These updates ensure that researchers can more reliably interpret coded values for categorical variables across instruments and domains. Full details on the coding standards for binary and non-responses are provided here. The table below lists all previously released variables that have been affected by these changes to help researchers adjust any existing analysis scripts accordingly.
Administration timestamps and ages
In previous ABCD releases through the NIMH Data Archive (NDA), each table included an interview_date
column. While the column name suggested that the data was collected on that date, it actually represented the start date of a visit and was duplicated across all tables. This approach did not account for multiday visits or other out-of-sync administrations.

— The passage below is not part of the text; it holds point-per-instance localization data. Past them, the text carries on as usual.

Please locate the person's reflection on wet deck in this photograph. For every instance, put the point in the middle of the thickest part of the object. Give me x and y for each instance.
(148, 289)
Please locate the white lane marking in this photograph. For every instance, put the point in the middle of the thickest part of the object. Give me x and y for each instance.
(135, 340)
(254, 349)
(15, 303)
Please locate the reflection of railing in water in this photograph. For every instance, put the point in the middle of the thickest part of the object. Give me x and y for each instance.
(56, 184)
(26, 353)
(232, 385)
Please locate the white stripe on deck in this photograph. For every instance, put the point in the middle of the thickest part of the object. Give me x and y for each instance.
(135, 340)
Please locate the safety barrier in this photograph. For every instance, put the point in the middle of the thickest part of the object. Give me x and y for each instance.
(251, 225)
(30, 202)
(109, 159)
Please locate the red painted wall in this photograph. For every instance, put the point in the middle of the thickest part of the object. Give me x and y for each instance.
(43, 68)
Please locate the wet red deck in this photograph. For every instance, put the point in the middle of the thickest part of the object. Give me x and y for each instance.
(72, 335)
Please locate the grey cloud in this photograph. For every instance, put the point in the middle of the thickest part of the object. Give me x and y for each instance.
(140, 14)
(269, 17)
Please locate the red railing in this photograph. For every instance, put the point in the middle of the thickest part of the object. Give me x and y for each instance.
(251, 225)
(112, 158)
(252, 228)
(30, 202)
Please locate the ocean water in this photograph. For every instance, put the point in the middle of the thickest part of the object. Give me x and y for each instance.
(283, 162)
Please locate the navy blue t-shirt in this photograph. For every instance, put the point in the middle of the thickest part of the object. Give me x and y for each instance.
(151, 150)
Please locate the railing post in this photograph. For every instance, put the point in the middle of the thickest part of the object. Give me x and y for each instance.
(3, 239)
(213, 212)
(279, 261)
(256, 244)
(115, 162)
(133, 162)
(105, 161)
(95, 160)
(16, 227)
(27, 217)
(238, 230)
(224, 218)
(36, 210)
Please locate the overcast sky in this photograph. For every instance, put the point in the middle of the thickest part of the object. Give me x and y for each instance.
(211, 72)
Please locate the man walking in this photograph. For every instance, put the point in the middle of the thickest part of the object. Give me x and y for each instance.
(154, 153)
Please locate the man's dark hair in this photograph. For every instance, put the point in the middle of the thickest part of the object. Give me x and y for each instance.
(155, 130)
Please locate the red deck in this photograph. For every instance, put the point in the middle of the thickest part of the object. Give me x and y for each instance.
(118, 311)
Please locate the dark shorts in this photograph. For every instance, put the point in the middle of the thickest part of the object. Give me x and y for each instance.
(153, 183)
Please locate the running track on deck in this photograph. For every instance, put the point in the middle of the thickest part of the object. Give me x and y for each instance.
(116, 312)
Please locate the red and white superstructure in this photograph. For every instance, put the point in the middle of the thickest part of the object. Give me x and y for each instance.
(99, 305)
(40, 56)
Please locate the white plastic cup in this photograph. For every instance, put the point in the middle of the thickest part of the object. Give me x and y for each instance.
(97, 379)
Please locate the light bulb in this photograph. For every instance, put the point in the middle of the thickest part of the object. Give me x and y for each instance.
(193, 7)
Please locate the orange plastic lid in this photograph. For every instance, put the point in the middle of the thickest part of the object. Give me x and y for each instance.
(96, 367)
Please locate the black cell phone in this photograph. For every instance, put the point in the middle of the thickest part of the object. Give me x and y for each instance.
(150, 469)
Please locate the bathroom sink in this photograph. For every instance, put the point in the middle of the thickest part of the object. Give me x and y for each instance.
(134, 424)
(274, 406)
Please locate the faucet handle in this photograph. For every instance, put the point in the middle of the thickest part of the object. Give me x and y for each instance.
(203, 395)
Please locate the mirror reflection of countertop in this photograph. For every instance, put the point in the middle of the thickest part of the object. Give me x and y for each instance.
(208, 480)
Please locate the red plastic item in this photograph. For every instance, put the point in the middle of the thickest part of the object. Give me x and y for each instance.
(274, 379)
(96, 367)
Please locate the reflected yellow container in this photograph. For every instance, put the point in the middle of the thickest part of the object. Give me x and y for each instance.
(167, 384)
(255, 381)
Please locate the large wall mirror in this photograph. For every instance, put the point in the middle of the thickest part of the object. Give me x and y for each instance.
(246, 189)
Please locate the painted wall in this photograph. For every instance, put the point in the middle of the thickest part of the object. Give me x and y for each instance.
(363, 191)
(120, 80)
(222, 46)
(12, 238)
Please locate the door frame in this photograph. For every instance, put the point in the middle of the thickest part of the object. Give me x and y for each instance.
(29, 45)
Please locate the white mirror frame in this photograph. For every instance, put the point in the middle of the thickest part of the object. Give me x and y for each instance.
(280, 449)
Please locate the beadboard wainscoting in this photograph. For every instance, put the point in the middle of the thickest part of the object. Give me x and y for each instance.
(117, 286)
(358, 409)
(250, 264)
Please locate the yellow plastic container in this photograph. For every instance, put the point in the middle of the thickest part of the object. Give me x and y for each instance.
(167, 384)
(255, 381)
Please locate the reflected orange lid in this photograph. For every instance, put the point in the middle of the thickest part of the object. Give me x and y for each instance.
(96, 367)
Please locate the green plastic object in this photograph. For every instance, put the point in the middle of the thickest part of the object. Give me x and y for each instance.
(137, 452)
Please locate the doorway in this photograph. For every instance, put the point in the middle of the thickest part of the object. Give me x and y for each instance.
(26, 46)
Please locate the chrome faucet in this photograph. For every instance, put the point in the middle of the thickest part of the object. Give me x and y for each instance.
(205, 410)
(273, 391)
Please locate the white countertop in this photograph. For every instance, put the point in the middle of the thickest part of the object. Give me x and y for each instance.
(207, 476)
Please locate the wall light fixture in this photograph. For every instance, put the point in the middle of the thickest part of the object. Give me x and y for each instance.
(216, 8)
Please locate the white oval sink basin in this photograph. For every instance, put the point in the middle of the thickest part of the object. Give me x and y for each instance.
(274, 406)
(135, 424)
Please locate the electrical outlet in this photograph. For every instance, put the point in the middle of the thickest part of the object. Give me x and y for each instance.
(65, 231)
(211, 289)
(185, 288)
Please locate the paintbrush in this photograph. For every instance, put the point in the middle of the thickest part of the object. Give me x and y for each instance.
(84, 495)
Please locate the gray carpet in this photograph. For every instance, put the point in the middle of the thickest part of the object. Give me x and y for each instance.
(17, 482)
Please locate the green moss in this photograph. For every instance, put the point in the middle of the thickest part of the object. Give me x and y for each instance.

For the 6.0 release, we introduced table-specific administration timepoint variables {table_name}_dtt
, which reflect the actual date and time when the forms were administered, when available. This change allows for more precise temporal alignment. Additionally, based on these variables, we provide table-specific age variables {table_name}_age
to enhance age-related analyses (see here for more details).
Summary scores
In an effort to correct errors, improve algorithms based on advancements in the relevant fields, increase consistency across measures and domains, and enhance transparency for users, all summary scores computed by the DAIRC2 were re-developed for the 6.0 release. This includes both previously released summary scores and new scores developed since the last release.
The code to compute the various scores has been published as an R package called ABCDscores
on GitHub and is accompanied by a documentation website. The goal of making the package public is to support transparency and reproducibility of ABCD release data by providing the exact algorithms and code used to compute the released summary scores. This allows users to tie a specific data release version to the corresponding version of the codebase (see also here for the rationale behind creating this R package).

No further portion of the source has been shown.